MT: I am very proud of the fact that as an organization we have been on the front lines of earned safe and sick time and $15 an hour. I’m also very grateful that our hospital, North Memorial, has stopped all visitors. Over the years, hospitals are wanting to be more welcoming and like a five-star hotel. So I’m happy that most hospitals have shut down that extra traffic.
UA: It does seem like some people have been slow to accept what’s required of us to slow the spread of coronavirus, things like social distancing. As a nurse, what do you say to those people?
MT: I was driving up toward MNA today, going by a little park area, and I saw people walking three to five in a group – and that’s not social distancing. And it’s going to force the governor to get more and more stringent. Nurses, on the job, we can’t social distance. We are going to get within inches of our patients. So it’s hard to grapple with the idea for us.

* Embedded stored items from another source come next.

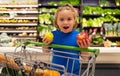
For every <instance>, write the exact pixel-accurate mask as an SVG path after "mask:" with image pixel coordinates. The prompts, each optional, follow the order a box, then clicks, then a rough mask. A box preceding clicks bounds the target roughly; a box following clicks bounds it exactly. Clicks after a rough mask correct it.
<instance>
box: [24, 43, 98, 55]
mask: <svg viewBox="0 0 120 76" xmlns="http://www.w3.org/2000/svg"><path fill="white" fill-rule="evenodd" d="M29 44H35V45H39V46H48V47H53V48H62V49H69V50H76V51H83V52H92V53H94V54H95V55H96V56H98V54H99V53H100V50H99V49H90V48H80V47H76V46H67V45H59V44H44V43H43V42H35V41H26V42H24V45H25V46H27V45H29Z"/></svg>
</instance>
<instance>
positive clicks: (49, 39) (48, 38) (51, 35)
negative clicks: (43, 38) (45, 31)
mask: <svg viewBox="0 0 120 76" xmlns="http://www.w3.org/2000/svg"><path fill="white" fill-rule="evenodd" d="M44 37H45V38H48V39H49V40H53V34H52V33H51V32H46V33H45V34H44Z"/></svg>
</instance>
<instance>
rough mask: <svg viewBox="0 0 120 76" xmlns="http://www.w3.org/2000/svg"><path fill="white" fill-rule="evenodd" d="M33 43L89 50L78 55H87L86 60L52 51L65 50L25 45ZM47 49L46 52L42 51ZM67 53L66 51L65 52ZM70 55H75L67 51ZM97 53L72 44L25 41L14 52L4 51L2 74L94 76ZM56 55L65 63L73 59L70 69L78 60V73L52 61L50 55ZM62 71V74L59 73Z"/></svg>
mask: <svg viewBox="0 0 120 76" xmlns="http://www.w3.org/2000/svg"><path fill="white" fill-rule="evenodd" d="M29 44H35V45H39V46H49V47H56V48H63V49H72V50H76V51H79V50H82V51H88V52H91V53H90V54H89V55H82V54H81V55H80V56H84V57H87V59H86V60H84V59H82V58H79V59H75V58H70V57H66V56H59V55H55V54H54V52H58V53H63V54H66V53H67V52H61V51H59V50H52V49H43V48H41V47H38V46H37V47H29V46H27V45H29ZM44 51H47V52H44ZM67 54H68V53H67ZM69 54H70V55H71V54H72V55H77V54H74V53H69ZM98 54H99V50H98V49H85V48H78V47H74V46H65V45H58V44H50V45H47V44H44V43H42V42H34V41H27V42H25V43H24V44H22V45H20V46H19V47H17V48H16V49H15V52H14V53H5V54H4V61H2V63H3V64H2V65H1V66H2V71H1V74H2V76H94V74H95V60H96V56H97V55H98ZM53 56H57V57H61V58H66V59H67V63H69V62H70V60H72V61H73V65H72V67H71V68H72V69H73V68H74V62H75V61H76V60H77V61H79V62H80V66H79V68H80V71H79V75H75V74H74V73H73V71H71V72H70V73H69V72H67V69H68V68H67V67H65V66H63V65H59V64H55V63H52V57H53ZM67 63H66V64H67ZM61 72H62V75H61Z"/></svg>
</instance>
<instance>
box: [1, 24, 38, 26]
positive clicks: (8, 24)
mask: <svg viewBox="0 0 120 76" xmlns="http://www.w3.org/2000/svg"><path fill="white" fill-rule="evenodd" d="M26 25H27V26H33V25H34V26H37V23H6V24H5V23H4V24H3V23H0V26H26Z"/></svg>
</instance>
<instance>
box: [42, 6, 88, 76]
mask: <svg viewBox="0 0 120 76" xmlns="http://www.w3.org/2000/svg"><path fill="white" fill-rule="evenodd" d="M76 18H77V11H76V10H75V8H74V7H73V6H72V5H70V4H67V5H64V6H61V7H58V10H57V11H56V13H55V16H54V26H55V27H56V28H57V29H56V30H55V31H52V34H53V35H54V38H53V40H49V39H48V38H46V37H44V36H43V40H42V41H43V43H45V44H51V43H53V44H61V45H68V46H79V47H81V48H87V47H88V46H89V45H90V41H89V39H86V40H83V41H77V40H76V36H77V34H78V33H79V31H76V30H75V28H76V27H77V19H76ZM53 50H59V51H61V52H68V54H62V53H57V52H54V54H56V55H60V56H65V57H72V58H76V59H79V52H78V51H74V50H66V49H60V48H53ZM69 53H74V54H77V56H74V55H69ZM81 53H86V52H81ZM52 63H55V64H60V65H64V66H65V67H66V68H67V72H68V73H72V74H74V75H73V76H76V75H77V76H79V75H80V74H79V73H80V69H79V68H80V62H79V61H78V60H76V61H75V62H73V60H69V63H68V66H66V65H67V60H66V59H65V58H60V57H56V56H53V59H52ZM73 64H74V68H73V69H72V66H73ZM61 74H62V73H61ZM68 76H71V75H68Z"/></svg>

UA: And that’s why we need to get you the highest-quality protective equipment.
MT: Not a bandana, either. I would rather walk in with nothing or with a piece of typing paper across my face, because that is just insulting.
UA: For people reading this who might have to interact with the health care system in the next few weeks, what do nurses want them to know?
MT: If you’ve got symptoms that are light, where you’re not having a hard time breathing, stay home. Weather it out in lockdown. If you have a really high fever and can’t breathe, you need to go to the hospital, and it’s best that you let them know you’re coming. That’s where we can protect our emergency-room workers.